W stronę stewarda poleciały wyzwiska i groźby, a Martyniuk miał oznajmić, że "już dzwoni po prawników". Gdy nikt nie potraktował tej zapowiedzi poważnie, agresja wzrosła. Wtedy pilot podjął decyzję o awaryjnym lądowaniu w Nicei, gdzie na rozjuszonego pasażera czekali już francuscy funkcjonariusze.

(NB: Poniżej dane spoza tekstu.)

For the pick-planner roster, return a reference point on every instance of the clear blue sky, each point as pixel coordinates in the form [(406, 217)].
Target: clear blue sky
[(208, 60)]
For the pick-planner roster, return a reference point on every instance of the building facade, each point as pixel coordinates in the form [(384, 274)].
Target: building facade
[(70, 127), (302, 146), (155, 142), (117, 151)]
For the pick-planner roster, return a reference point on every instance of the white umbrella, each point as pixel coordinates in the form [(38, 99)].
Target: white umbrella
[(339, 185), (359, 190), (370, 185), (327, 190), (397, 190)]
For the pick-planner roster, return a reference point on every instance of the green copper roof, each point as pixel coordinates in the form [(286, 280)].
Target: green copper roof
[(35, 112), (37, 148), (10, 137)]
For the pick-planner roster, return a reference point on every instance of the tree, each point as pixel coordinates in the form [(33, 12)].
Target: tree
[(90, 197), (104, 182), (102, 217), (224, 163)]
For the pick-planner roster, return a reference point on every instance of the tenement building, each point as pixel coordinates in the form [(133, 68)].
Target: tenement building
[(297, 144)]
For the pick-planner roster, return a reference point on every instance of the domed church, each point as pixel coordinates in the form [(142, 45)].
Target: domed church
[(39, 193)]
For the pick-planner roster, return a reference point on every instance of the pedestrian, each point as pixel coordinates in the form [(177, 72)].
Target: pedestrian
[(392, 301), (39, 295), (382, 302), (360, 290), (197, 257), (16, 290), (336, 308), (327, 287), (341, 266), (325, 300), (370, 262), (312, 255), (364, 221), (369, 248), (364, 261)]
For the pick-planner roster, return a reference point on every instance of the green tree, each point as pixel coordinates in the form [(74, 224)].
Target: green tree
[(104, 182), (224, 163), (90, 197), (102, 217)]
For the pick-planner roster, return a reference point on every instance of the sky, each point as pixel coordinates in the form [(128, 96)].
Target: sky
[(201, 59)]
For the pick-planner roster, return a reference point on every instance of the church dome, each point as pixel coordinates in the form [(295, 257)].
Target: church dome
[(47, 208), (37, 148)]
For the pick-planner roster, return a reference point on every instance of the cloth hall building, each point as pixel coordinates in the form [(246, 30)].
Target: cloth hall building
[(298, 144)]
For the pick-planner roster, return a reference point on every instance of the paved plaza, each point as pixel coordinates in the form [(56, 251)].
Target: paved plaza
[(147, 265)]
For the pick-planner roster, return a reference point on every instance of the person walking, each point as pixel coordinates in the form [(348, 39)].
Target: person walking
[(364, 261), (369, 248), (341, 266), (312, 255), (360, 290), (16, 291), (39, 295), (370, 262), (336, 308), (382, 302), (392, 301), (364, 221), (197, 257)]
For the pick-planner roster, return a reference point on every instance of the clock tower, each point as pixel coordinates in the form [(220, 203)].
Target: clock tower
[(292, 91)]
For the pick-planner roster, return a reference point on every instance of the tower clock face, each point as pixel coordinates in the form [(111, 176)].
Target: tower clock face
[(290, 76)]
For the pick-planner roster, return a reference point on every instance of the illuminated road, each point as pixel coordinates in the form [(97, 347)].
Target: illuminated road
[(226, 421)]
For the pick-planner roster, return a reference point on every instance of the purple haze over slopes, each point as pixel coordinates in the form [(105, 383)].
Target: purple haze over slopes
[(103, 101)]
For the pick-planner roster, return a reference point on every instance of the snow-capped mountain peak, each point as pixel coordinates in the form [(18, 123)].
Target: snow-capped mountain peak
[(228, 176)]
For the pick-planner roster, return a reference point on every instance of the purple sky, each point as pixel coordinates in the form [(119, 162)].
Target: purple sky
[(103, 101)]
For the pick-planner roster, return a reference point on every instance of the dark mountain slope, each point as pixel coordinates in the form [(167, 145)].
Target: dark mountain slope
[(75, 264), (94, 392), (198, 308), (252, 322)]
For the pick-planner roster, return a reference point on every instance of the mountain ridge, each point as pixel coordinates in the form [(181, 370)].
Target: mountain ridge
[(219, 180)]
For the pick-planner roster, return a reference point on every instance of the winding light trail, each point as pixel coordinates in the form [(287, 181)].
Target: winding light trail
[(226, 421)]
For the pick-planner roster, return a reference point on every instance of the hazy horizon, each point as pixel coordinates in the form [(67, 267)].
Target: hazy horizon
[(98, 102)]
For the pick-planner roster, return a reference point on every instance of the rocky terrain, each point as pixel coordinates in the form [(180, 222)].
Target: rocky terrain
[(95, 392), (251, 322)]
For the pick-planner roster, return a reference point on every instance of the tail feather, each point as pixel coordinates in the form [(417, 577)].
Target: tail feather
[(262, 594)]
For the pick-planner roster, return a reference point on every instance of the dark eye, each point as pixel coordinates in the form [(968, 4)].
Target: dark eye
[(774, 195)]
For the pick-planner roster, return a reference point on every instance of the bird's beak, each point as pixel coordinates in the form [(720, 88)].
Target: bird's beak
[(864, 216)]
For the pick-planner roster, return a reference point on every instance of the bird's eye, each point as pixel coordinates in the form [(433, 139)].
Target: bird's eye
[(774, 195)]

Kwiecista mowa i twarde lądowanie Daniela Martyniuka
Na nagraniu widać, że przemawiał z pasją. Jego emocjonalny wywód o wywołał nawet brawa, ale dokładnie w momencie, gdy na pokładzie pojawiła się policja. Interwencja przebiegła spokojnie, ale syn Zenka Martyniuka został zatrzymany i wyprowadzony z pokładu. Samolot wznowił lot dopiero po dłuższej przerwie, a na pokładzie – jak relacjonują pasażerowie – długo unosiło się napięcie i echo "słowiańskiej ekspresji".
Kłopoty to jego specjalność
To nie pierwszy raz, kiedy Daniel Martyniuk ma problemy z prawem. W przeszłości ciążyły na nim wyroki za znieważenie funkcjonariusza, prowadzenie bez prawa jazdy i groźby karalne. Tym razem jednak sprawa może przybrać poważniejszy obrót – skandal ma charakter międzynarodowy, a interwencja odbyła się na terytorium Francji. Według komentujących Vogue Poland, być może to moment, by ktoś wreszcie pomógł synowi Zenka zapanować nad emocjami.